MaxwellBuchanan, Mar 05 2012
  

       Actually, if you did want to do this, you might be better off with some sort of induction coil embedded in the joint, with a clamp-around transformer. No wires sticking out.
MaxwellBuchanan, Mar 05 2012
  

       If you're looking for a mess-free, odor-free, leak-free, and nearly-idiot-proof method of joining PVC home-plumbing pipe, check out sharkbites <link>. If you're working with bigger pipe... well, there's a reason PVC cement is the prevalent method.
Alterother, Mar 05 2012
  

              //why shouldn't welding be an Olympic sport?//      

       There are international welding competitions of various types. A disproportionate number of world champion welders come from South Africa and the state of Maine. [The Alterother] is not one of them.
Alterother, Mar 05 2012
  

       //A disproportionate number of world champion welders come from South Africa and the state of Maine// and who can blame them?
MaxwellBuchanan, Mar 05 2012
  

       finally my degree in welding engineering has paid off!!!!!   

       As mentioned thermal welding has similar limitations to chemical bonding. namely that poor fitup, poor material cleanliness and poor procedure control are the most common culprits. I'm not a plastics guy I don't know if PVC is fit for thermal welding. Also most thermal welding processes need some type of atmospheric control and cleanliness control (good luck bonding to an old fiting full of sludge.   

       Also by putting wire in there you have this nast mixed metallic--> plastic joint and the viscosity of plastic is high so basically it won't flow or wet around the wire. You'll have all the same problems of glue at twice the cost. I wouldn't look to welding as an easy low skill solution.
metarinka, Mar 06 2012
  

       //There are international welding competitions of various types. A disproportionate number of world champion welders come from South Africa and the state of Maine. [The Alterother] is not one of them.   
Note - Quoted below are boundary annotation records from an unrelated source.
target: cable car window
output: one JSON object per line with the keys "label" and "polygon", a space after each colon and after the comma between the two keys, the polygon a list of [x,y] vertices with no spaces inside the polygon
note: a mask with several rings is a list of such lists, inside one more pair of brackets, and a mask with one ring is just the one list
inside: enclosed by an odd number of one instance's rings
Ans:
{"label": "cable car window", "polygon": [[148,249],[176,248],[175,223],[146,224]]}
       Funny you mention that, I was a competitive welder in a previous life at one of the best schools in the country (didn't end up being one of the best welders though). The skills USA and international skills trade competition carry the motto " the olympics of skilled trades"
metarinka, Mar 06 2012
  

       //I was a competitive welder in a previous life at one of the best schools in the country// - yes but how good are you at the other events in [bigsleep]'s "Flashdance Triathlon", pole dancing and stitching up a bite-wound on a dog?